Passed in 2019 and set to become effective on January 1, 2020, California AB 51 prohibited employers from requiring as a condition of employment or continued employment that employees or applicants “waive any right, forum, or procedure” for a violation of California’s anti-discrimination and retaliation law, the Fair Employment and Housing Act. The law essentially banned mandatory arbitration agreements and imposed civil liability and criminal penalties on employers that imposed an arbitration requirement on employees.
If your employees work in one of the gray areas related to interstate transportation, then ... AB 51 may apply.
Alex MacDonald, Littler
On January 10, 2020, a federal district court issued a preliminary injunction pausing enforcement of AB 51's prohibition on mandatory employment arbitration agreements until a lawsuit alleging that the law is preempted by the Federal Arbitration Act (FAA) was resolved.

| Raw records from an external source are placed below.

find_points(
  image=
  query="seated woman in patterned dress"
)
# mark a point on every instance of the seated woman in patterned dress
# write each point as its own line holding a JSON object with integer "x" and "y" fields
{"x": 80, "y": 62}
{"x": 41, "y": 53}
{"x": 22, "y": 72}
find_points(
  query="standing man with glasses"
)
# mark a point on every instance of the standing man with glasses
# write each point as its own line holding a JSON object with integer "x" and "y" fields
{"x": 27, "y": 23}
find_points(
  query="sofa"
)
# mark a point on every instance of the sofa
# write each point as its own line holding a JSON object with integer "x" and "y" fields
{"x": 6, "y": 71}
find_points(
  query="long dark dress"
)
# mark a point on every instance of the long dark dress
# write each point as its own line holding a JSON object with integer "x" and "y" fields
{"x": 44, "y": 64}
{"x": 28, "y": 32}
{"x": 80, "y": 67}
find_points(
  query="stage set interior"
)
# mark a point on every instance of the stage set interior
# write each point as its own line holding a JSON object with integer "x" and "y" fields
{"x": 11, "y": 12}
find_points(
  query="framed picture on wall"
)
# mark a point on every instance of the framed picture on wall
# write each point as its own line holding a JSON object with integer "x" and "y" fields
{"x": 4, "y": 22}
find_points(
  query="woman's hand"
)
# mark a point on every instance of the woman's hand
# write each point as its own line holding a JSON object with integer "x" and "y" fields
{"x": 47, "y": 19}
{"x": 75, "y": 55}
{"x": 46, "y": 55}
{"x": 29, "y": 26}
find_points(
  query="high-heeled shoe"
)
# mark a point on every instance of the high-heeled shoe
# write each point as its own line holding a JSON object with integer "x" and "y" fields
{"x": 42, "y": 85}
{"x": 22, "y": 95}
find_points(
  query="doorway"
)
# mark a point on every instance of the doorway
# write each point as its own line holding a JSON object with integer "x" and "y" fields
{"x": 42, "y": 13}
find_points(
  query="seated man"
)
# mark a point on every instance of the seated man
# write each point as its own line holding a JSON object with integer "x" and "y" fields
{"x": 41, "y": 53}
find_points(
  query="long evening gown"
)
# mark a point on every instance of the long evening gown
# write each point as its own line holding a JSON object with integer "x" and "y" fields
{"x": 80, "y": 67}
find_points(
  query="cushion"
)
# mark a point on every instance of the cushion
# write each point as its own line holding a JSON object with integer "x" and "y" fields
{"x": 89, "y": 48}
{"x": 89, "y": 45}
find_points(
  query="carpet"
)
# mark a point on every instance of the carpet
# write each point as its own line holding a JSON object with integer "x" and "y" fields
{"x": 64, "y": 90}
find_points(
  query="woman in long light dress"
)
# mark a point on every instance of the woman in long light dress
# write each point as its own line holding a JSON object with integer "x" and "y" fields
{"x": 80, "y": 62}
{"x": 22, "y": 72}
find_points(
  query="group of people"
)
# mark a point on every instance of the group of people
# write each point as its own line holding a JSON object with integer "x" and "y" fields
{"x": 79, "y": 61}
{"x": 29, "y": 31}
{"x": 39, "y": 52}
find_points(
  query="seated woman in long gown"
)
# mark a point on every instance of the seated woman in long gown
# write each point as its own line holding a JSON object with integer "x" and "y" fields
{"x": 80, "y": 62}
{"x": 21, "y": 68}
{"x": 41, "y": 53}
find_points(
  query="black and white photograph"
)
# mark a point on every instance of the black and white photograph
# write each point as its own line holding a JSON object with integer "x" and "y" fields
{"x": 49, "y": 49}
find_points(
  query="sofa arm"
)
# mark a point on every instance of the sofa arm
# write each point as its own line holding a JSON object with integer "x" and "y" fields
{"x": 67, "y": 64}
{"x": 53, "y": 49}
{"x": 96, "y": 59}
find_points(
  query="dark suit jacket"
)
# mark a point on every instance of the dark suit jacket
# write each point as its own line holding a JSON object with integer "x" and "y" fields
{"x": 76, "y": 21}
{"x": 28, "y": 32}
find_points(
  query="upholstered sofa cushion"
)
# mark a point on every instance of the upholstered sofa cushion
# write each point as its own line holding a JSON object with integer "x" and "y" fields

Following further legal proceedings over three years, the 9th Circuit Court of Appeals agreed with the lower court on February 15, 2023, that the FAA completely preempted the state law. The Court noted that “the FAA’s purpose is to further Congress’s policy of encouraging arbitration, and AB 51 stands as an obstacle to that purpose….”
The federal district court on January 1 of this year permanently enjoined enforcement of the law where the alleged “waiver of any right, forum, or procedure” is the entry into an arbitration agreement that is covered by the FAA. While this protects a broad range of employers, the ruling does not apply to employment agreements outside the FAA’s protection, which exempts employment contracts of railroad employees, seamen and similar transportation workers who engage in foreign or interstate commerce.
“If your workers aren’t engaged in interstate transportation services, like retail or manufacturing, then you are covered by the federal FAA,” explained attorney Alex MacDonald, a shareholder with Littler and a core member of its Workplace Policy Institute team. “But if your employees work in one of the gray areas related to interstate transportation, then the employment agreements are subject to state law and AB 51 may apply.”